1. Durch die Rechtsprechung ist geklärt, dass die Entscheidung des EuGH in Slg. 1994, I-1679, BStBl II 1994, 548 über die Auslegung der Besteuerungsgrundlagen im Fall von Geldspielautomatenumsätzen nicht zur Änderung bereits bestandskräftiger Umsatzsteuerfestsetzungen verpflichtet. Ein Fall der sog. Emmott'schen Fristenhemmung liegt nicht vor, weil Art. 11 Teil A Abs. 1 Buchst. a der Sechsten Richtlinie des Rates vom 17. Mai 1977 zur Harmonisierung der Rechtsvorschriften der Mitgliedstaaten über die Umsatzsteuern 77/388/EWG (Richtlinie 77/388/EWG) objektiv ordnungsgemäß in § 10 Abs. 1 des Umsatzsteuergesetzes (UStG) 1980 umgesetzt worden ist. Nur die Auslegung und Anwendung der umgesetzten Regelung in Rechtsprechung und Verwaltung entsprach nicht der Beurteilung des bezeichneten EuGH-Urteils. Der Klägerin war weder der rechtzeitige Weg zu den Gerichten versperrt, noch wären die Gerichte —bei rechtzeitiger Anfechtung der Steuerfestsetzungen— gehindert gewesen, die Prüfung der Vereinbarkeit des nationalen Rechts mit dem Gemeinschaftsrecht durchzuführen. Für die Geltendmachung des Rechts auf richtlinienkonforme Anwendung und Auslegung des einzelstaatlichen Rechts ist unter diesen Voraussetzungen das nationale Verfahrensrecht maßgebend (vgl. , BFH/NV 1999, 681, m.w.N.).

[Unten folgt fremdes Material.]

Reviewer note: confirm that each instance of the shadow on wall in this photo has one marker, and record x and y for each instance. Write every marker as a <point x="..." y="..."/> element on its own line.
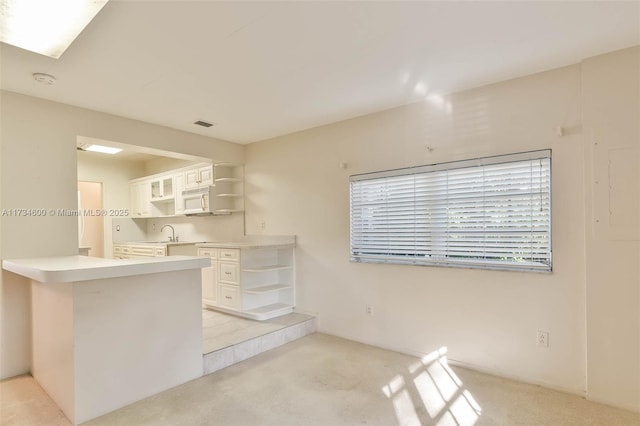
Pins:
<point x="431" y="393"/>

2. Die Klägerin hat innerhalb der dafür maßgeblichen Begründungsfrist (§ 116 Abs. 3 Satz 1 FGO) keine Gesichtspunkte vorgetragen, die eine erneute Überprüfung dieser Rechtsprechung angezeigt erscheinen lassen.

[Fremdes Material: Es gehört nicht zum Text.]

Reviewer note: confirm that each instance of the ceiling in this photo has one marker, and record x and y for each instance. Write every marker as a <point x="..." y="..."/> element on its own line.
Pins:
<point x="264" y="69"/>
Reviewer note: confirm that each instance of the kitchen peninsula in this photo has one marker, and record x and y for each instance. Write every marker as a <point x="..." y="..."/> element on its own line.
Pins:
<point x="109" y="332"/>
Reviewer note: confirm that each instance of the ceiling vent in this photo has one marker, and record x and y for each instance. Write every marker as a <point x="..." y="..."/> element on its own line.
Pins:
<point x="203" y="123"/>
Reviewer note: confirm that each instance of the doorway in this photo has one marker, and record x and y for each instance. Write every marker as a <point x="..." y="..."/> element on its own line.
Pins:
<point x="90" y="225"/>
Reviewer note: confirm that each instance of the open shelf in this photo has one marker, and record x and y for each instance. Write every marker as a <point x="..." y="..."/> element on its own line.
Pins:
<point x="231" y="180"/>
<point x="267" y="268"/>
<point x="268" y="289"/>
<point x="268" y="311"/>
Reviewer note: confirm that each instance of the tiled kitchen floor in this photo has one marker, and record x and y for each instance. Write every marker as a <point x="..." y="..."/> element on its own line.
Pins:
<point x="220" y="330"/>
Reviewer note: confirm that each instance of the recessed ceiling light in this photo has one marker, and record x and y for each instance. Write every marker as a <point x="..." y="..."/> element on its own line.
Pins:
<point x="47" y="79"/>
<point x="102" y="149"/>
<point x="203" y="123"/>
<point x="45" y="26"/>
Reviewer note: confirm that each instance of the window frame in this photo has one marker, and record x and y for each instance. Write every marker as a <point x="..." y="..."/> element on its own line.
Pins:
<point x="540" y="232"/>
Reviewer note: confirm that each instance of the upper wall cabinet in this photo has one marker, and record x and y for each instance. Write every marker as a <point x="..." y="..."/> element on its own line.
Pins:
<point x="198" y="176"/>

Die von ihr angeführten Grundsätze eines Staatshaftungsanspruchs gegen einzelne Mitgliedstaaten im Falle der Nichtumsetzung von EG-Richtlinien in innerstaatliches Recht greifen nicht ein, weil —wie dargelegt— eine solche Nichtumsetzung nicht vorlag. Sie ergibt sich entgegen der Auffassung der Klägerin auch nicht daraus, dass das BMF seine Verwaltungsanweisungen an das bezeichnete EuGH-Urteil angepasst hat.

3. Von einer weiteren Begründung sieht der Senat ab (§ 116 Abs. 5 Satz 2 FGO).